Mesmo com uma velocidade de resfriamento lenta, a mudança da temperatura induz alterações nas membranas. A explicação para tais efeitos deletérios à célula está relacionada, possivelmente, com a fase de transição dos lipídeos de membrana, resultando na separação de fase e perda da seletividade, característica das membranas biológicas de células vivas (WATSON; MORRIS, 1987). Mas segundo outros autores, esses danos causados às membranas ocorrem durante e após o resfriamento e são parcialmente revertidos após a descongelação (HOLT; NORTH, 1994).

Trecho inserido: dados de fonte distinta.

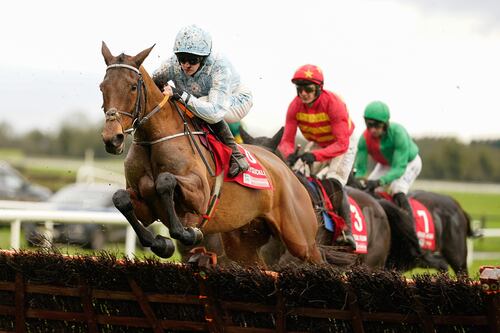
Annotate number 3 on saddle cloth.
[307,177,368,254]
[376,191,436,251]
[202,133,273,190]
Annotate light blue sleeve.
[188,58,233,124]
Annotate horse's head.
[100,42,154,155]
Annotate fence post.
[125,224,135,259]
[10,219,21,250]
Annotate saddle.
[307,177,368,254]
[376,191,436,251]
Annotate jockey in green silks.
[355,101,422,217]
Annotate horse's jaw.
[105,144,123,155]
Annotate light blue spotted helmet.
[174,24,212,56]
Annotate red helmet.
[292,65,323,87]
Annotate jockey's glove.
[300,152,316,164]
[171,86,191,104]
[286,153,299,166]
[365,179,381,192]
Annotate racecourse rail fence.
[0,251,500,333]
[0,200,500,266]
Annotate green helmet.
[364,101,391,123]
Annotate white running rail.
[0,206,136,258]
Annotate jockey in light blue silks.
[153,25,253,177]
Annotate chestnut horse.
[100,42,323,265]
[240,127,392,269]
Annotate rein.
[105,64,215,177]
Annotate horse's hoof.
[188,228,204,245]
[151,235,175,259]
[179,227,204,246]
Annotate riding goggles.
[365,119,384,128]
[176,53,203,66]
[296,84,316,94]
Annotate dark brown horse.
[240,127,392,268]
[100,43,322,265]
[348,170,476,275]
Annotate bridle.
[101,64,215,176]
[105,64,146,134]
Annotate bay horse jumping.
[100,42,323,265]
[240,127,392,269]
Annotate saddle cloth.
[377,192,436,251]
[207,134,273,190]
[308,177,368,254]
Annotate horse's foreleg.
[155,172,203,245]
[113,190,175,258]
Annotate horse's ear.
[101,41,114,66]
[271,126,285,150]
[240,126,255,145]
[133,44,156,68]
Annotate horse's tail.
[451,198,483,238]
[377,199,420,270]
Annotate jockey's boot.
[321,178,356,251]
[210,120,249,178]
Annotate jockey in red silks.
[279,65,357,250]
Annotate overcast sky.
[0,0,500,141]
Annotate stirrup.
[227,156,250,178]
[335,231,356,251]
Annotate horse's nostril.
[113,134,125,147]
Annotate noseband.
[105,64,149,134]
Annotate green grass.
[404,259,500,280]
[442,192,500,228]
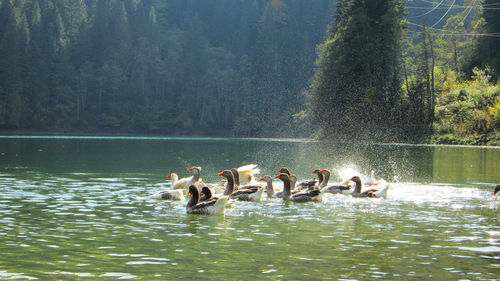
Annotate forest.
[0,0,500,145]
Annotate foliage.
[0,0,335,136]
[309,0,405,141]
[433,68,500,144]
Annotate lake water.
[0,137,500,280]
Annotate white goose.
[350,176,389,198]
[167,173,190,189]
[186,185,228,215]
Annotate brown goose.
[350,176,389,198]
[278,167,317,190]
[276,173,323,202]
[186,185,227,215]
[319,169,353,194]
[219,170,264,201]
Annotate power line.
[412,0,500,8]
[408,22,500,37]
[431,0,457,27]
[410,0,444,18]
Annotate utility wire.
[410,0,444,18]
[412,0,500,8]
[431,0,457,27]
[408,22,500,37]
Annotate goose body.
[236,164,260,185]
[260,175,283,198]
[319,169,352,194]
[350,176,389,198]
[276,173,323,202]
[186,185,228,215]
[136,189,186,201]
[278,167,317,190]
[167,173,190,189]
[185,167,205,191]
[219,170,264,201]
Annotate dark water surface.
[0,137,500,280]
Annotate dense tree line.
[0,0,500,143]
[310,0,405,141]
[310,0,500,144]
[0,0,335,136]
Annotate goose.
[199,186,217,202]
[319,169,352,194]
[260,175,283,198]
[365,170,380,185]
[231,168,263,190]
[350,176,389,198]
[278,167,316,190]
[136,189,186,201]
[167,173,190,189]
[219,170,264,201]
[185,167,206,191]
[236,164,260,184]
[276,173,323,202]
[312,169,328,188]
[186,185,227,215]
[260,175,300,198]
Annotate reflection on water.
[0,138,500,280]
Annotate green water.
[0,137,500,280]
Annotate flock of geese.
[137,164,389,215]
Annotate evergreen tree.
[310,0,405,140]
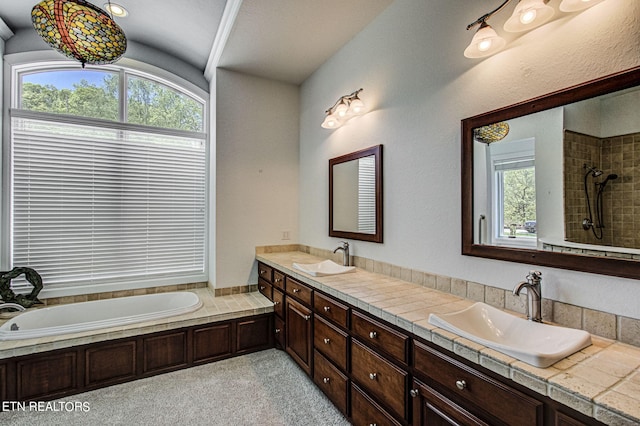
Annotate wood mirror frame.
[329,145,383,243]
[462,67,640,279]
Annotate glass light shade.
[333,99,349,118]
[31,0,127,66]
[504,0,554,33]
[560,0,603,12]
[349,95,364,115]
[464,22,507,58]
[321,114,342,129]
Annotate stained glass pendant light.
[31,0,127,67]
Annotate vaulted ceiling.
[0,0,393,84]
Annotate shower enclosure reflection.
[473,82,640,260]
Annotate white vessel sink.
[293,260,356,277]
[429,302,591,368]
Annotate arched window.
[8,65,208,295]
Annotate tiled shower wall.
[564,130,640,248]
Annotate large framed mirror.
[462,67,640,279]
[329,145,383,243]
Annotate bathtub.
[0,291,202,340]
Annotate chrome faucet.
[513,271,542,322]
[0,303,27,311]
[333,241,350,266]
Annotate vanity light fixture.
[322,89,365,129]
[464,0,604,58]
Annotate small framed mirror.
[329,145,382,243]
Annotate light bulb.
[520,9,537,25]
[349,95,364,115]
[321,114,340,129]
[464,22,507,58]
[334,99,349,117]
[504,0,555,33]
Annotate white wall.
[216,69,302,288]
[299,0,640,318]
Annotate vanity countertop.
[256,251,640,425]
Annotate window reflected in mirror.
[329,145,382,242]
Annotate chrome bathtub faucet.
[0,303,27,312]
[513,271,542,322]
[333,241,350,266]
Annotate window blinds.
[11,114,207,288]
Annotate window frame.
[0,60,213,298]
[487,138,538,248]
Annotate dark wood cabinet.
[0,314,273,402]
[351,339,409,419]
[16,350,81,401]
[235,316,273,355]
[84,340,138,388]
[313,351,349,415]
[414,341,543,426]
[193,322,234,364]
[411,380,490,426]
[142,331,188,375]
[351,384,402,426]
[261,265,600,426]
[286,297,313,375]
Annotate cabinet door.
[193,322,234,364]
[411,380,489,426]
[286,297,313,375]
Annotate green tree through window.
[503,167,536,231]
[21,70,204,132]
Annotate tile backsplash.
[256,245,640,347]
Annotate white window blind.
[11,114,206,288]
[358,155,376,234]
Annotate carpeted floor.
[0,349,349,426]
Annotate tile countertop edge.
[256,252,640,425]
[0,290,273,361]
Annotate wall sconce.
[322,89,365,129]
[464,0,604,58]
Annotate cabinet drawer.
[273,269,284,291]
[351,311,409,363]
[313,317,348,371]
[351,340,408,418]
[285,277,313,306]
[271,288,284,318]
[414,342,543,426]
[313,351,349,415]
[351,384,400,426]
[258,278,273,300]
[313,293,349,328]
[258,263,273,284]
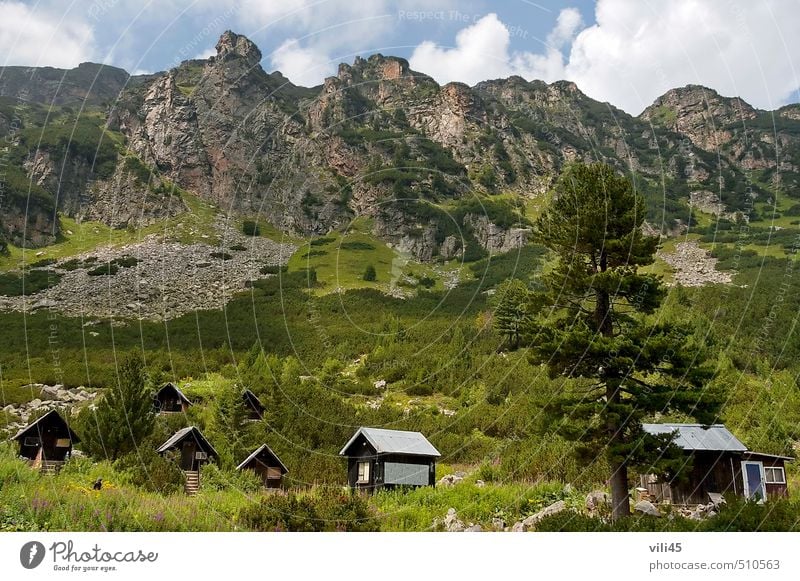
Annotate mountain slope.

A congelação convencional causa danos físico-químicos nesta estrutura, atribuídos à mudanças na fase lipídica e/ou aumento da peroxidação lipídica (ALVAREZ; STOREY, 1992). As proteínas integrais da membrana são agrupadas na fase de separação lipídica, e isto pode resultar em alterações funcionais (WATSON, 2000). A permeabilidade da membrana aumenta após o resfriamento (ROBERTSON et al., 1988), podendo ser devido a mudanças nos canais proteicos específicos. A regulação do cálcio é claramente afetada pelo processo de resfriamento e isto tem consequências sérias em termos de função celular (BAILEY; BURH, 1994); em muitos casos, a mudança é incompatível com a viabilidade celular. A entrada do cálcio durante o resfriamento do espermatozoide contribui tanto para mudanças importantes na capacitação espermática, quanto para eventos de fusões de membranas plasmática e acrossomal (WATSON, 2000), ou seja, a reação acrossomal.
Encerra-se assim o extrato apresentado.